Item #16750 The Hopes of the Human Race, Hereafter and Here: Essays on the Life after Death. With an Introduction Having Special Reference to Mr. Mill’s Essay on Religion...Second Edition. Frances Power Cobbe.
The Hopes of the Human Race, Hereafter and Here: Essays on the Life after Death. With an Introduction Having Special Reference to Mr. Mill’s Essay on Religion...Second Edition.
The Hopes of the Human Race, Hereafter and Here: Essays on the Life after Death. With an Introduction Having Special Reference to Mr. Mill’s Essay on Religion...Second Edition.

The Hopes of the Human Race, Hereafter and Here: Essays on the Life after Death. With an Introduction Having Special Reference to Mr. Mill’s Essay on Religion...Second Edition.

London: Williams and Norgate, 1880. Second edition. Presentation copy inscribed to Peabody “from his old friend,” with the inscription dated August 1896. The first edition was published by Williams and Northgate in 1874. A bit of toning to spine and some light rubbing to extremities. Two light smudges on lower board. Partially unopened. Some light foxing to the first few leaves and a bit of faint toning to margins. A very good, clean copy inscribed by Cobbe to Philip G. Peabody, Cobbe’s friend and a contributor to her book Vivisection in America. Publisher’s mauve cloth with gilt-titled spine. Dark red rule and gilt fleur-de-lis on upper board. Octavo. 222 pp. Item #16750

The four essays included in The Hopes of the Human Race discuss the afterlife, sin, godly omnipotence, and divine justice and explore the ramifications of those philosophies on the organization of society. Cobbe takes particular issue with the conflation of religious ideals and the law, like legally punishing women for “sins of unchastity” (p. 92-93), and asserts that moral good must exist “outside of conscious or recognized religious influences” (p. 205).
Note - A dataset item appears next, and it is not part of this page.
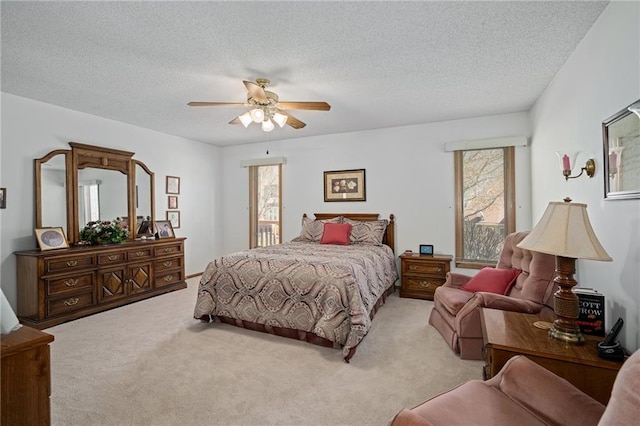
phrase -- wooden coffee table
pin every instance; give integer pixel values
(507, 334)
Frances Power Cobbe (1822 – 1904) was a suffragist, a nonfiction writer, and an animal rights advocate who founded both the British Union for the Abolition of Vivisection and the National Anti-Vivisection Society. Cobbe was also an acquaintance of Charles Darwin, though she took issue with his theories on the supposed biological inferiority of women and published an article, Darwinism in Morals (1871), to critique his Descent of Man. Cobbes other works include On the Pursuits of Women (1863); Criminals, Idiots, Women and Minors (1869); and numerous articles, books, and lectures opposing vivisection.